New rescue ship heads for Libyan waters

New migrant rescue ship heads to waters off Libya after similar vessels were prevented from operating; NGO effort faces pressure from EU states looking to stem migrant flows.

ROME - A new migrant rescue ship was headed for the waters off Libya on Thursday, one of the aid groups running the boat said, after similar vessels were prevented from operating.

"The #MareJonio is on its way!" Sea-Watch tweeted.

"In cooperation with #Mediterranea we are back at sea, to keep a sharp lookout and to challenge the European policy of letting people drown."

The announcement came on the same day that the Aquarius rescue ship sailed into Marseille harbour and an uncertain fate after Panama pulled its flag, meaning it cannot leave port without a new flag.

At the time, rescue groups claimed that Panama was forced to revoke the ship's registration after coming under “blatant economic and political pressure from the Italian government”, while the Panama Maritime Authority said had it been urged to “immediate action” by the Italian authorities.

The Mare Jonio is a tug flying the Italian flag that left Augusta in Sicily on Wednesday evening, headed south, maritime tracking websites said.

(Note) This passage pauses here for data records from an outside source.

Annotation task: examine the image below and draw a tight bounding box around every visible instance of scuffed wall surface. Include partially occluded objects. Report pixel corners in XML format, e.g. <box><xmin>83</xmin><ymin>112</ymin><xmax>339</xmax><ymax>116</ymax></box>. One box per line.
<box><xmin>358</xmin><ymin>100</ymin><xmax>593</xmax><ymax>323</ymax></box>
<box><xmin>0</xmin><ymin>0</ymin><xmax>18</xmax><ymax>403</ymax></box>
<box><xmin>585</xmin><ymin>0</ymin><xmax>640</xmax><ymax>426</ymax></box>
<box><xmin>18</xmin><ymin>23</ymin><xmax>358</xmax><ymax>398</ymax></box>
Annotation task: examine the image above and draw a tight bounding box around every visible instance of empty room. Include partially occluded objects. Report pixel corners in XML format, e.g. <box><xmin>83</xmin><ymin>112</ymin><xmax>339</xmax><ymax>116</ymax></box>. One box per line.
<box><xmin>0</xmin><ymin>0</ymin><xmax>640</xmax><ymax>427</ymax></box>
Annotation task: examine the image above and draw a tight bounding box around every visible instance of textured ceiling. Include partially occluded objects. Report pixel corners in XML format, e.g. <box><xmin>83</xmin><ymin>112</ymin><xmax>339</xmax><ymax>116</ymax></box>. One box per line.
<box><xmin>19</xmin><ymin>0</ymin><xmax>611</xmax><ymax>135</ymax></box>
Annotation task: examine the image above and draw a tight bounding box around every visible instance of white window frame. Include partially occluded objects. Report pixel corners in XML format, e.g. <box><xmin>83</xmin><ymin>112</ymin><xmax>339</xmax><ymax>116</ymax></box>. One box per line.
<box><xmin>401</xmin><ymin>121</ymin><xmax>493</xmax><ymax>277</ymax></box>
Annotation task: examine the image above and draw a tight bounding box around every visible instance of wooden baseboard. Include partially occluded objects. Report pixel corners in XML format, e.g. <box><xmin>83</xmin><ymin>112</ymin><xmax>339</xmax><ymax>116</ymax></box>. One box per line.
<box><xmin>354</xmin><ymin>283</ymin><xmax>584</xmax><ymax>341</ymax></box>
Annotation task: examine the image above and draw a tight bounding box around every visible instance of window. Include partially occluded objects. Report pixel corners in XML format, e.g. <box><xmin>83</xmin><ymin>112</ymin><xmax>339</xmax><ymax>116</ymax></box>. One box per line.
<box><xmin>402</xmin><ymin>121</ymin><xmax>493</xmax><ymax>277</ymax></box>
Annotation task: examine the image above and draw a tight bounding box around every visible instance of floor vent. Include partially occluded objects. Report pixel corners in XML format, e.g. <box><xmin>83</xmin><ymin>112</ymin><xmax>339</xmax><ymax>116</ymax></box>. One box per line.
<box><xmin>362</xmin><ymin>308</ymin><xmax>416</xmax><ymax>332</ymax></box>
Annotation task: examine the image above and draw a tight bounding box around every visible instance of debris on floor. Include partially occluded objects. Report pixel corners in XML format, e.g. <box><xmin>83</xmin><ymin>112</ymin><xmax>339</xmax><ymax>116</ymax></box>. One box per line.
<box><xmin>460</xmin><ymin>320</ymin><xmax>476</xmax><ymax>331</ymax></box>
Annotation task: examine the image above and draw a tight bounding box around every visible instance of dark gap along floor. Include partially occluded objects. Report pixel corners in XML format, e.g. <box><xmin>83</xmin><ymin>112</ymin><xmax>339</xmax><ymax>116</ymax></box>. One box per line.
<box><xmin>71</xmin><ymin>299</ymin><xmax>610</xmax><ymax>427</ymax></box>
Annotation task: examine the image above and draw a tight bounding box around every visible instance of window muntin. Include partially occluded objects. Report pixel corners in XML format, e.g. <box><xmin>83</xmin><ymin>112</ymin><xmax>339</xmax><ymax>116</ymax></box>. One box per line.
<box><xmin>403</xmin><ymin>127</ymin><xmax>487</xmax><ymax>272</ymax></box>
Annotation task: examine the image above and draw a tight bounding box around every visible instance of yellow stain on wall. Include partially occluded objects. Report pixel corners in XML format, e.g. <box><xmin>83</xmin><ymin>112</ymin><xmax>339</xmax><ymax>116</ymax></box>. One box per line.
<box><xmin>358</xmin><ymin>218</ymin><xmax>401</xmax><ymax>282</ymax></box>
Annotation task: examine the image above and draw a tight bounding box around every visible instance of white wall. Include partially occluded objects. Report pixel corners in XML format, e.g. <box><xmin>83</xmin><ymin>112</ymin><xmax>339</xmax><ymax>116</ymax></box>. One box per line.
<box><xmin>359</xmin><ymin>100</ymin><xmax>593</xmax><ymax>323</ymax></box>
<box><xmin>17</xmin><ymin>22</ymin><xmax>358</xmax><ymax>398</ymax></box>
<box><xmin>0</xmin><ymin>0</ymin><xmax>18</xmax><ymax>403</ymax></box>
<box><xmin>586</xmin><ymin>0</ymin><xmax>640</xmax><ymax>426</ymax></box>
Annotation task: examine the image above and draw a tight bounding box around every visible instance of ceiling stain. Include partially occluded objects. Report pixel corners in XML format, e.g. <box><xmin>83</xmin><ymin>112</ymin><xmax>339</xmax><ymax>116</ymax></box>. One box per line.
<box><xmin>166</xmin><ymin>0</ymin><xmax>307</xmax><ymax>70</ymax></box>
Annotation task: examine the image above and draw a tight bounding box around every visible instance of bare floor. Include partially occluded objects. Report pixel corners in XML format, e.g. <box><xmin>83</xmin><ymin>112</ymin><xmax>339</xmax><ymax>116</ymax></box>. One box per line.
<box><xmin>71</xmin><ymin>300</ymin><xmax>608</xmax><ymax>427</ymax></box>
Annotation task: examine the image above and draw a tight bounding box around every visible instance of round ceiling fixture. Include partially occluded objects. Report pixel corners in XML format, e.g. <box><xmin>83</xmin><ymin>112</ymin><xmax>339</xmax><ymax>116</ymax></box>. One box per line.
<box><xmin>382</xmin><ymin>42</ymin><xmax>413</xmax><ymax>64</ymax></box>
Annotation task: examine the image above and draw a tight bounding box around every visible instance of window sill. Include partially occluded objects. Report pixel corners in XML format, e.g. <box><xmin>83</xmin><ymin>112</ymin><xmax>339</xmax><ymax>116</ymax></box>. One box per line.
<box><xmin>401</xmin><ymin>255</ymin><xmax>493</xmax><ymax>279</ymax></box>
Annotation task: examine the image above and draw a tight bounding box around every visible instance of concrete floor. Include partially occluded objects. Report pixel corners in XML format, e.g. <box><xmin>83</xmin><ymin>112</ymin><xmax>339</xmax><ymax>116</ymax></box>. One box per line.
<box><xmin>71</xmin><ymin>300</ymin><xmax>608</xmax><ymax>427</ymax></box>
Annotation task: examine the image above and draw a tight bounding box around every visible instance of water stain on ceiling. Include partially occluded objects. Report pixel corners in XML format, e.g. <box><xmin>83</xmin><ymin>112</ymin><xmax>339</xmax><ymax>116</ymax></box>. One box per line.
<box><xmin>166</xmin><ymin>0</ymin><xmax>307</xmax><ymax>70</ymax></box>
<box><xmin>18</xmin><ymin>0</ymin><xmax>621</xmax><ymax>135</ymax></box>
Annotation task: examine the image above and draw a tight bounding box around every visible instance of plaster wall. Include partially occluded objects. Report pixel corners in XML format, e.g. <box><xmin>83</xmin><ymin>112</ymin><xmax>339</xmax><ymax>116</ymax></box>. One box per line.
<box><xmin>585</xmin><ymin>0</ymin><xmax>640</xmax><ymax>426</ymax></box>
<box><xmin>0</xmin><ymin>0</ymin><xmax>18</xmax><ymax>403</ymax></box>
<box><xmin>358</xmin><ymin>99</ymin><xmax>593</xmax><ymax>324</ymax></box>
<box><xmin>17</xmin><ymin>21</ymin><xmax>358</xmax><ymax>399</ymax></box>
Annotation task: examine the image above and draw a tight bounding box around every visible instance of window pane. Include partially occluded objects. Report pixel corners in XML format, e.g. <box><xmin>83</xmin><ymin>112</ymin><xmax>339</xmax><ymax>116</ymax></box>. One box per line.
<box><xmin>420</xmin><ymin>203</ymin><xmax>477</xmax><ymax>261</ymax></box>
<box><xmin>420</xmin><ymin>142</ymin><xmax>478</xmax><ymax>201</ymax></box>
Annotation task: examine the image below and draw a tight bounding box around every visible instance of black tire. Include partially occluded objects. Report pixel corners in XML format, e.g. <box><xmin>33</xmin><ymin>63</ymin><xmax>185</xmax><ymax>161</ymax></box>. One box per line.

The 37-metre (121 foot) vessel -- around half the length of the Aquarius -- is not intended to rescue migrants and bring them to a safe port but to spot and secure migrant-carrying boats that are in distress.

It will also provide a civilian presence in an area where they say the Libyan coastguard and international military vessels are failing to rescue people, despite several shipwrecks in September.

Spanish NGO Proactiva Open Arms sent the Astral sailboat to the area on a similar mission a few days ago.

The Astral was off the coast of Lampedusa on Wednesday to commemorate the fifth anniversary of a shipwreck there in which 366 migrants died in 2013.

The disaster pushed Italy to launch its Mare Nostrum military operation to rescue migrants making the perilous journey from North Africa to Europe.

Since then European Union and NGO boats have joined in, although most of the aid group boats have now stopped work, some because of what they say are trumped-up administrative charges.

The International Organisation for Migration says that around 15,000 migrants have drowned in the central Mediterranean since the Lampedusa disaster.

During the same period Italy has received around 600,000 migrants on its coast, while other European nations have closed their borders.

Italy's former centre-left government tried to stem the flow of migrants by working with the Libyan authorities and limiting the NGO effort.

Anti-immigrant Deputy Prime Minister Matteo Salvini, who came to power as part of a populist government in June, has since then closed Italian ports to civilian and military boats that have rescued migrants, saying Italy bears an unfair share of the migrant burden.

EU governments are facing pressure over the number of refugees arriving from countries mostly in Africa and the Middle East, with some decrying so-called “economic migrants“ and demanding the bloc introduce stronger measures against immigration.